Follow this link for a description of the GeoIP database.

Different formats can also be downloaded

Unzip the 2 files and go to Ambari's Files View

Image of Ambari files view

Then create these folders:

  • /user/admin/workshop/ip_database
  • /user/admin/workshop/raw_logs

And upload GeoIPCountryWhois.csv and access.log to ip_database and raw_logs respectively

Image of Ambari files view 2

Exercise: Explore the content on both files on HDFS

Create Hive tables

Go to Ambaris's Hive View 2.0

Image of Ambari hive view

First create a new database

CREATE DATABASE workshop;

And create the table below

CREATE EXTERNAL TABLE workshop.geo_ip_country_whois_csv (
start_ip_address STRING,
end_ip_address STRING,
start_ip_int BIGINT,
end_ip_int BIGINT,
country_code VARCHAR(2),
country_name VARCHAR(50)
)
ROW FORMAT SERDE 'org.apache.hadoop.hive.serde2.OpenCSVSerde'
WITH SERDEPROPERTIES (
   "separatorChar" = ",",
   "quoteChar"     = "\""
)
LOCATION '/user/admin/workshop/ip_database';

Create an optimized table

CREATE TABLE workshop.geo_ip_country_whois (
start_ip_address STRING,
end_ip_address STRING,
start_ip_int BIGINT,
end_ip_int BIGINT,
country_code VARCHAR(2),
country_name VARCHAR(50)
)
STORED AS ORC
TBLPROPERTIES ("orc.compress"="SNAPPY");

Import the CSV data

INSERT INTO workshop.geo_ip_country_whois SELECT * FROM workshop.geo_ip_country_whois_csv;

Question: What are the IP ranges for Singapore?

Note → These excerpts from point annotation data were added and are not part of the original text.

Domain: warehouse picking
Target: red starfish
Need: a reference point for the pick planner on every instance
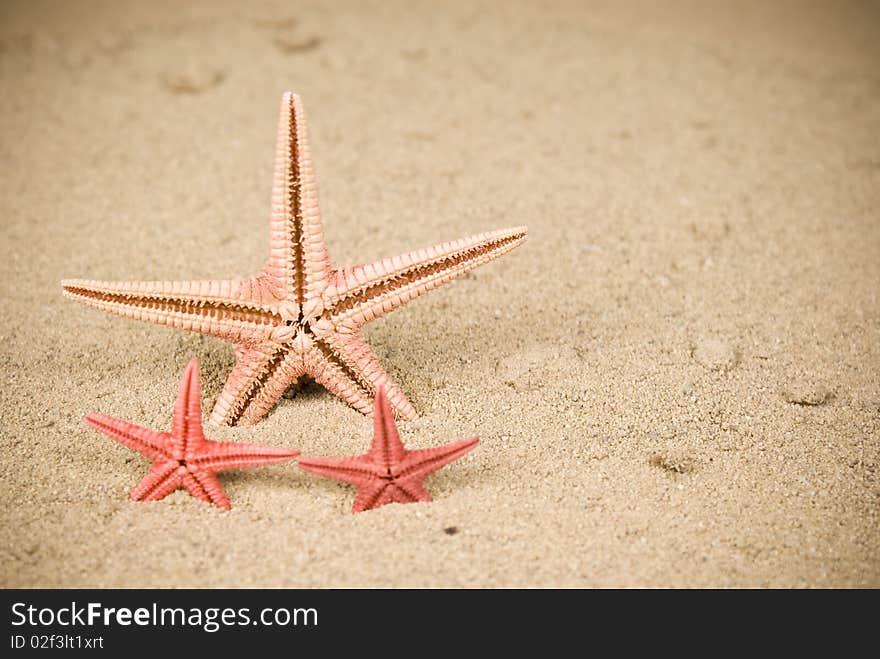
(183, 457)
(388, 473)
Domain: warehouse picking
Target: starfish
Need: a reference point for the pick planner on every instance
(183, 457)
(299, 317)
(388, 473)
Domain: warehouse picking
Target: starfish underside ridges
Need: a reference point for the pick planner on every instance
(300, 317)
(183, 457)
(387, 473)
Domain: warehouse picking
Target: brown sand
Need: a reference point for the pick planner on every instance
(676, 379)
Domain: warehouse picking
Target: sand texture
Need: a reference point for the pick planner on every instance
(676, 380)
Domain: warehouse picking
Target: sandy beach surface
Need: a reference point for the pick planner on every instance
(676, 380)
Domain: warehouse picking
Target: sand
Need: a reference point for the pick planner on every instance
(675, 380)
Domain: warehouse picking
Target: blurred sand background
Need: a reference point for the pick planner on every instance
(675, 380)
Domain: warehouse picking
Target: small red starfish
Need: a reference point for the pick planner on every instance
(183, 457)
(388, 473)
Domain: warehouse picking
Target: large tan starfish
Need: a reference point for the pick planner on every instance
(300, 316)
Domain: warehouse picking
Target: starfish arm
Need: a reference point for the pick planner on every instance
(234, 310)
(386, 449)
(419, 464)
(220, 456)
(366, 292)
(298, 261)
(358, 471)
(372, 496)
(397, 491)
(259, 378)
(186, 428)
(162, 479)
(205, 486)
(346, 366)
(154, 445)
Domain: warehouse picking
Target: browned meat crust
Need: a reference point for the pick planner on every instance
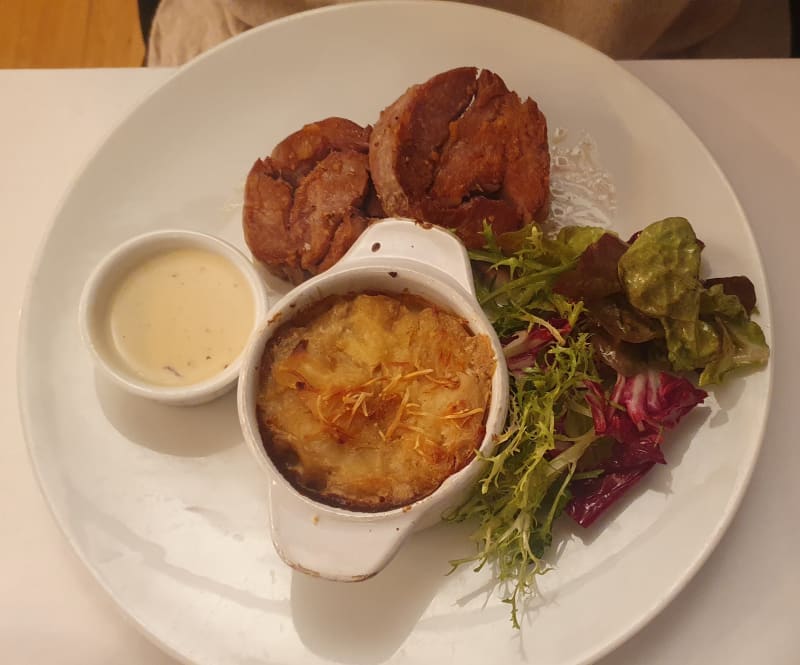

Create a table to access the semi-structured logs format

CREATE EXTERNAL TABLE workshop.raw_logs (
log STRING
)STORED AS TEXTFILE
LOCATION '/user/admin/workshop/raw_logs';

Exercise: Explore the table

Here is an example of Apache web server log:

109.169.248.247 - - [12/Dec/2015:18:25:11 +0100] "GET /administrator/ HTTP/1.1" 200 4263 "-" "Mozilla/5.0 (Windows NT 6.0; rv:34.0) Gecko/20100101 Firefox/34.0" "-"

Notice that web logs need to be parsed following a specific pattern

Here is an example of a regular expression to extract each field:

(\S+) (\S+) (\S+) \[([^\]]+)\] "([A-Z]+) ([^ "]+)? HTTP\/[0-9.]+" ([0-9]{3}) ([0-9]+|-) "([^"]*)" "([^"]*)" "(\S+)"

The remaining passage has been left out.